|Credit Points||4 ECTS|
|Number of Places||18|
The course is designed for all students interested in international relations/global politics. Students with a social science background and those without such a background but with a profound interest in global politics are encouraged to register. The course will bring together students with diverse cultural and regional as well as academic backgrounds.
This course addresses the new global environment which has been evolving since the end of the East-West conflict. The key features of the emerging context of global politics are: multipolar constellation; decreasing governance capabilities on the side of national governments; fragile structure of global governance; complex interaction patterns between old actors (nation states) and new actors (TNCs; NGOs; sub- and supranational regions, etc.) ; new forms of interaction (networks, flows) and new types of policy-making (externally driven agendas; ad-hocism; mismatches between popular expectations and organizational capabilities).
These new aspects indicate that the traditional ways of political cartography - i.e. conceiving of international relations as policies designed and executed by states and governments, delineated by borders and protected by sovereignty and territoriality - are not sufficiently productive anymore. Classical concepts and terms are still predominant in the public discourse, especially in the media. Yet more and more people interested in global affairs are becoming aware that new ways of political mapping are required.

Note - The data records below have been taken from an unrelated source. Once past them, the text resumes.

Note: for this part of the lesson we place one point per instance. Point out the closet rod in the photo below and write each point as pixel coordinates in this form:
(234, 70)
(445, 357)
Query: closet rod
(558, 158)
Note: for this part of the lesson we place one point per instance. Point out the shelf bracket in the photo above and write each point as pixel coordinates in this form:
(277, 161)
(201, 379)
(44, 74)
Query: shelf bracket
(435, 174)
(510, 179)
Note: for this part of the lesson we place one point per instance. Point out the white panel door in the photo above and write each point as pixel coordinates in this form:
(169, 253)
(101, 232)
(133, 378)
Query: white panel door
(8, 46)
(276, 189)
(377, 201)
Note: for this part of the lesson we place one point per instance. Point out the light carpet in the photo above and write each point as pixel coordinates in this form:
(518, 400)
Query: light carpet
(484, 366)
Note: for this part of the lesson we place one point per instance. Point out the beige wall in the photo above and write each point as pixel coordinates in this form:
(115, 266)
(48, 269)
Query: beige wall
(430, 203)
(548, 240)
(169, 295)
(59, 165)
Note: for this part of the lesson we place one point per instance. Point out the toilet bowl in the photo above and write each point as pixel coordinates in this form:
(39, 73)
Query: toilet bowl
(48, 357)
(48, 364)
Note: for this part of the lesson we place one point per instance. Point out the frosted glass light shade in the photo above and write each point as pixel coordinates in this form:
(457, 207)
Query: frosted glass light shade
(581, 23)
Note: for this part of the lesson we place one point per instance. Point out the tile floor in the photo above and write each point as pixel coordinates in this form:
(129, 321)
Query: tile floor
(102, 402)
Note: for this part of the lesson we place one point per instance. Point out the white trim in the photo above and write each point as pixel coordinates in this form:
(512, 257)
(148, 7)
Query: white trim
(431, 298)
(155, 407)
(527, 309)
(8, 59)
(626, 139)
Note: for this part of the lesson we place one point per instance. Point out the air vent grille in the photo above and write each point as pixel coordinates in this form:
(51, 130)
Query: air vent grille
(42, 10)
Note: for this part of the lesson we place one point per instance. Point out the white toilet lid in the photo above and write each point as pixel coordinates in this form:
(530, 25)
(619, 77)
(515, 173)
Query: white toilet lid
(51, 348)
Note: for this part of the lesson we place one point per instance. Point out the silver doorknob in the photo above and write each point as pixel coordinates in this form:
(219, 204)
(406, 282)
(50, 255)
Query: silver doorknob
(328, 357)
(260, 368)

This is even more relevant as the post Cold-War world is obviously less peaceful, less organized and more complex than expected after the collapse of the old order. The new environment offers challenges and risks as well as opportunities. We will try to develop a preliminary balance sheet.
Over the past ten years, various new approaches have evolved, which promise to offer new and more creative tools for analytically making sense of global patchworks. These new approaches will be presented, analyzed, discussed and applied. Students are expected to contribute their experiences from their respective backgrounds on how the new global landscape affects their personal lives.
Please register in advance for your presentation by sending us three topic preferences (for example, my first preference is session 10 "migration", my second preference is…).
Please send them to my TAs at firstname.lastname@example.org.
A reader with the required literature will be provided in the orientation meeting.